ERfahrungen eines Bremer juden nach 1945

Die VErgangenheit ist nicht vergangen

Von Alexandra Albrecht

„Hör endlich auf, über die Vergangenheit zu sprechen!“ Ja, das hätten die Stützen des nationalsozialistischen Unrechtsregimes sicher gerne gehabt, dass ihre Verbrechen nach dem Zusammenbruch des „Dritten Reiches“ einfach vergessen werden. Die oben zitierte Drohung entstammt einem anonymen Brief an den jüdischen Kaufmann Carl Katz, der nach Kriegsende wieder nach Bremen zurückgekehrt war. Katz wusste einfach zu viel: Nachdem die Nazis 1938 sein Unternehmen arisiert hatten, engagierte er sich in der jüdischen Gemeinde seiner Heimatstadt. Als Leiter des Bremer Büros der Reichsvereinigung der Juden in Deutschland soll er sich vorbildlich um seine jüdischen Mitbürger gekümmert haben. In dieser Funktion bekam er mit, welcher Gestapo-Mann sich von Juden bestechen ließ, welche Frau sich von ihrem jüdischen Ehemann trennte, um dessen Besitzes habhaft zu werden.  

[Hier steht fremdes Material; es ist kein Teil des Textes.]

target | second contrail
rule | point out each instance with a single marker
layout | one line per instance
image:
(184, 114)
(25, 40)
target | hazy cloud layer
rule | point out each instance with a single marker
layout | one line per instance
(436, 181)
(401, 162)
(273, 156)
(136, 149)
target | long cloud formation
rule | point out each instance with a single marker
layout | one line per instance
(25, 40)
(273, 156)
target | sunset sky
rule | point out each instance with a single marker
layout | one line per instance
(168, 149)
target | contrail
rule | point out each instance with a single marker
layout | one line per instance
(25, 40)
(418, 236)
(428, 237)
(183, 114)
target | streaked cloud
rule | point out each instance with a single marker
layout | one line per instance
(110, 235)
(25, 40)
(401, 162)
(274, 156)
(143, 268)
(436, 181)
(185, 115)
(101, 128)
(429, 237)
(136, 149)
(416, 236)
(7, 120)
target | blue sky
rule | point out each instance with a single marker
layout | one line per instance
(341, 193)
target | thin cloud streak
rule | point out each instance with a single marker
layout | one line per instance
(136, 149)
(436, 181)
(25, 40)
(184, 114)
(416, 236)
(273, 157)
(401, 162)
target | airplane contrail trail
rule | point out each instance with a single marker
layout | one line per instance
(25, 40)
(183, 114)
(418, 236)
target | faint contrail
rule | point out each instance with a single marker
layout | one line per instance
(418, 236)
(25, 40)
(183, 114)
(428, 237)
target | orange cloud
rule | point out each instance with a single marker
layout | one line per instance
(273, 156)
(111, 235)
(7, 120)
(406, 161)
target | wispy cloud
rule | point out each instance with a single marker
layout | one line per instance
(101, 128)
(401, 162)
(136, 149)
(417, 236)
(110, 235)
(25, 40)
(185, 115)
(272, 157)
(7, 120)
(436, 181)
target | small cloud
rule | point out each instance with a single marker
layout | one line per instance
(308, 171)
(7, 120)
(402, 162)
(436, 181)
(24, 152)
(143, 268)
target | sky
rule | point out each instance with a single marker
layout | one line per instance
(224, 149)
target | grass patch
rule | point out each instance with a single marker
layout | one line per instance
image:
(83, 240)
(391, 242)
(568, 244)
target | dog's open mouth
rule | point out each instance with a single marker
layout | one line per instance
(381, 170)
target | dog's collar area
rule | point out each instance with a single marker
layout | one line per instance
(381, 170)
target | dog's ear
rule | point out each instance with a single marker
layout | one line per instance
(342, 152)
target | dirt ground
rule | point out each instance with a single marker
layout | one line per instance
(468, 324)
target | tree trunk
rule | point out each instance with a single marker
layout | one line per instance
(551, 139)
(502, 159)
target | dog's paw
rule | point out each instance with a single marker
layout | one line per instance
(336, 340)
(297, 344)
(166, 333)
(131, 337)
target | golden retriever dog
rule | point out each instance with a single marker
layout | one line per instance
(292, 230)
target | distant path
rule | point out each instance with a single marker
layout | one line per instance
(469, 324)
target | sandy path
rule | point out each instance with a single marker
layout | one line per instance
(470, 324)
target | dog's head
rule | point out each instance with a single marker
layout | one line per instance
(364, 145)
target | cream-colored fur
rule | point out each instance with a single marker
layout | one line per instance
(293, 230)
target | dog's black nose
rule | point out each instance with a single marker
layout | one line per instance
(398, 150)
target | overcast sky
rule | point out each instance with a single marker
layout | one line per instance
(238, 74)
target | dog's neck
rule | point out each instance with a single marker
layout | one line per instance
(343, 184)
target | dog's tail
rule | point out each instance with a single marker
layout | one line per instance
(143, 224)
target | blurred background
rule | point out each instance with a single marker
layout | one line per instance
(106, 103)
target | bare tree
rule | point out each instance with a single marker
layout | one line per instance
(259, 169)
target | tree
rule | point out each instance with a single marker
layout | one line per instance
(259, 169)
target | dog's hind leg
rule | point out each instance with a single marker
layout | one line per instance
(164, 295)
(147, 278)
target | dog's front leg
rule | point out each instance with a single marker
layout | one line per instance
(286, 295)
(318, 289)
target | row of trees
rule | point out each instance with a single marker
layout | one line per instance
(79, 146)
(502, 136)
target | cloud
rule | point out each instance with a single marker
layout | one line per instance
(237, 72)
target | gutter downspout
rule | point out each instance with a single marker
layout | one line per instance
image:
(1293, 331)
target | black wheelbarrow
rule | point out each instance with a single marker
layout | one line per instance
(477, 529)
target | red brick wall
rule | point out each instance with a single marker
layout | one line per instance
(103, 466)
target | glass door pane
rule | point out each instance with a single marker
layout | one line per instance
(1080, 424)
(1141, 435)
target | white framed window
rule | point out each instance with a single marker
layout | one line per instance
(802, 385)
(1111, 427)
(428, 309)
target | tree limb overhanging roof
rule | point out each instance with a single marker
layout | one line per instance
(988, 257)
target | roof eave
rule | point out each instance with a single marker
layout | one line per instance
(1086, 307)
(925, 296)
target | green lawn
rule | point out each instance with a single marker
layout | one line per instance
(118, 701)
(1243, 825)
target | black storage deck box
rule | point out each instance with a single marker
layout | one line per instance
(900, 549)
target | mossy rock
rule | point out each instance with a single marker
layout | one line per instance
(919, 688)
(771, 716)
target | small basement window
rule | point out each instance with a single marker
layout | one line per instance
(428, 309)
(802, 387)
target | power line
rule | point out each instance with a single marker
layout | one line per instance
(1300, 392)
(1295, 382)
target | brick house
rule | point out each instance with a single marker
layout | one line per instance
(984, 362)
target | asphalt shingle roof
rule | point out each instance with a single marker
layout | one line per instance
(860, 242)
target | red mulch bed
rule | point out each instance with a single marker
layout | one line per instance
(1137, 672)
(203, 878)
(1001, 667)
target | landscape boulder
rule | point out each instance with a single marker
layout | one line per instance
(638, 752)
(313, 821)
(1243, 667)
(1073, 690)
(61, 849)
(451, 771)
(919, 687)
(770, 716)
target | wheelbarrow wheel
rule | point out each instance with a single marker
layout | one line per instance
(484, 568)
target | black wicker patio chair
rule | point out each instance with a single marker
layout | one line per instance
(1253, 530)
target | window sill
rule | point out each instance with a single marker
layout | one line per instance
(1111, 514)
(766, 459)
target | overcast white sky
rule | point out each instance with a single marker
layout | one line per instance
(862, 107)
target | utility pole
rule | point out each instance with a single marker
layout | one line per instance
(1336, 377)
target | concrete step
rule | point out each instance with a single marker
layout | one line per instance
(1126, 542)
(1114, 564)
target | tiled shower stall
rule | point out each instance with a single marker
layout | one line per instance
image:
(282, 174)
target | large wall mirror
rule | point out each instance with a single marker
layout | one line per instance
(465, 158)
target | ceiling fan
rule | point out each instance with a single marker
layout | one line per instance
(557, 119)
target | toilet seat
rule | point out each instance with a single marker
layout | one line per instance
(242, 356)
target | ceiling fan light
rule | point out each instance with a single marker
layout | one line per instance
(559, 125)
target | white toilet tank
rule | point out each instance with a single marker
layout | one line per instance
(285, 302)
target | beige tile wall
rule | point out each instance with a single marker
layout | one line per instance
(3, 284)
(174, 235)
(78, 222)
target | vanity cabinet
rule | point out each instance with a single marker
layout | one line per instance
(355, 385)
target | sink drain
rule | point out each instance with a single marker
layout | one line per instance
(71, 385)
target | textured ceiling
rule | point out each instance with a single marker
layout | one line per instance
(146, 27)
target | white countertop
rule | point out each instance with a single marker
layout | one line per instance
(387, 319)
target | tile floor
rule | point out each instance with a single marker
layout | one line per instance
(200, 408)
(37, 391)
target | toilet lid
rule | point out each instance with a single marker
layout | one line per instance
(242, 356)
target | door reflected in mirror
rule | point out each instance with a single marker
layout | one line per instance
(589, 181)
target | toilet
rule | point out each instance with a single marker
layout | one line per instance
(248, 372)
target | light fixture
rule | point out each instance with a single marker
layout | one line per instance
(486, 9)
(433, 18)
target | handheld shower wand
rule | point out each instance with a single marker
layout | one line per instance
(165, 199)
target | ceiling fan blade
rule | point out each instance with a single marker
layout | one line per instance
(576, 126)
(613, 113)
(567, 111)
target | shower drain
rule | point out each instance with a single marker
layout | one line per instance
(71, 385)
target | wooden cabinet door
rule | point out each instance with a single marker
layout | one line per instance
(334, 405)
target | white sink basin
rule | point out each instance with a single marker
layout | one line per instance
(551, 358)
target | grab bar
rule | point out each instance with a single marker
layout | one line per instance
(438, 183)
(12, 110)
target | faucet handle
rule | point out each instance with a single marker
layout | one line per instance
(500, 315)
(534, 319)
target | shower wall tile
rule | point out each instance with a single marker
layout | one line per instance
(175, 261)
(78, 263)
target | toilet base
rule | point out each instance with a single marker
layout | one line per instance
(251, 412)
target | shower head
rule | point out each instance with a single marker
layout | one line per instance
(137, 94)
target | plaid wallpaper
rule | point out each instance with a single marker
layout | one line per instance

Nachdem er mit seiner Frau und Tochter das Lager in Theresienstadt überlebt hatte, war Carl Katz also zurück in Bremen, wo er schon 1945 wieder zum Vorsitzenden der jüdischen Gemeinde gewählt wurde. Katz erhielt nicht nur Drohbriefe, in seinem Haus wurden die Fensterscheiben eingeworfen, sein Hund wurde vergiftet, sein Firmengebäude angezündet. Als das alles nicht half und er standhaft blieb und Alt-Nazis nicht entlastete, beschädigte man seinen Ruf, beschuldigte ihn der Kollaboration mit den Nazis, klagte ihn wegen des Verbrechens geben die Menschlichkeit an, weil er an den Deportationen von Juden mitgewirkt haben soll.

Elise Garibaldi, Autorin der Romanbiographie über Carl Katz.

Mit diesen Vorwürfen sehen sich die Nachkommen von Carl Katz bis heute konfrontiert. Deshalb hat seine Urenkelin Elise Garibaldi die Geschichte ihres Urgroßvaters selber recherchiert und als Romanbiographie aufgeschrieben: „Niemals genug. Die Geschichte von Carl Katz“. Das Unrecht, dass den Juden in Deutschland widerfuhr, endete nicht mit dem Zusammenbruch des Nationalsozialismus, sie wurden zum Teil Opfer einer Justiz, die wie so viele andere Bereiche des öffentlichen Lebens auch von einer personellen Kontinuität vom „Dritten Reich“ in die Bundesrepublik geprägt war. Hier sollte nun aus dem Opfer ein Täter gemacht werden. Katz sah sich u.a. mit dem Vorwurf konfrontiert, er habe bestimmt, wer ins Konzentrationslager kam, die Gestapo habe nur seine Anweisungen ausgeführt.  

Der Antisemitismus in der Bevölkerung war mit dem Kriegsende nicht überwunden, wie es ihn ja auch schon vor dem Nationalsozialismus gegeben hatte. Dass Carl Katz nach dem Krieg wirtschaftlich schnell wieder prosperierte, ein Haus in Schwachhausen bezog und ein teures, elegantes Auto fuhr, mag Hass und Neid befördert haben und entsprach dem Klischee des reichen Juden.  Auf dieser Grundlage blieb immer wieder etwas von den Verleumdungen hängen, die über ihn verbreitet wurden. Aber Deutschland und Bremen zu verlassen, das kam für ihn nicht in Frage. Vielmehr engagierte er sich für den Wiederaufbau des jüdischen Lebens in seiner Heimatstadt und unterstützte den Bau der Synagoge in der Schwachhauser Heerstraße mit eigenen Mitteln. Seine Tochter schickte er allerdings mit ihrem Mann und der kleinen Tochter nach Amerika, er hielt Deutschland für zu gefährlich.

Am Dienstag, 9. Mai 2023, 18.30 Uhr, stellt Elise Garibaldi ihr in der Edition Falkenberg erschienenes Buch „Niemals genug. Die Geschichte von Carl Katz“ im Focke-Museum vor. Schauspieler der bremer shakespeare company lesen Auszüge. Es spricht Altbürgermeister Dr. Henning Scherf, der Carl Katz noch kannte. Im Anschluss können die Teilnehmer Objekte sehen, die die Familie Katz aus dem Konzentrationslager Theresienstadt mit zurückgebracht hat.

Wer noch mehr über Carl Katz erfahren möchte, sei auf den Beitrag von Dr. Frank Mecklenburg, Archivar des Leo-Baeck-Instituts in New York, verwiesen, der im Bremischen Jahrbuch, Band 101, 2022, erschienen ist: „Carl Katz (1899–1972) – Zu Biographie und Nachleben im Licht neuer Betrachtungen“.  

„Hör endlich auf, über die Vergangenheit zu sprechen!“ – Auf keinen Fall, denn das Vergangene ist nicht vergangen.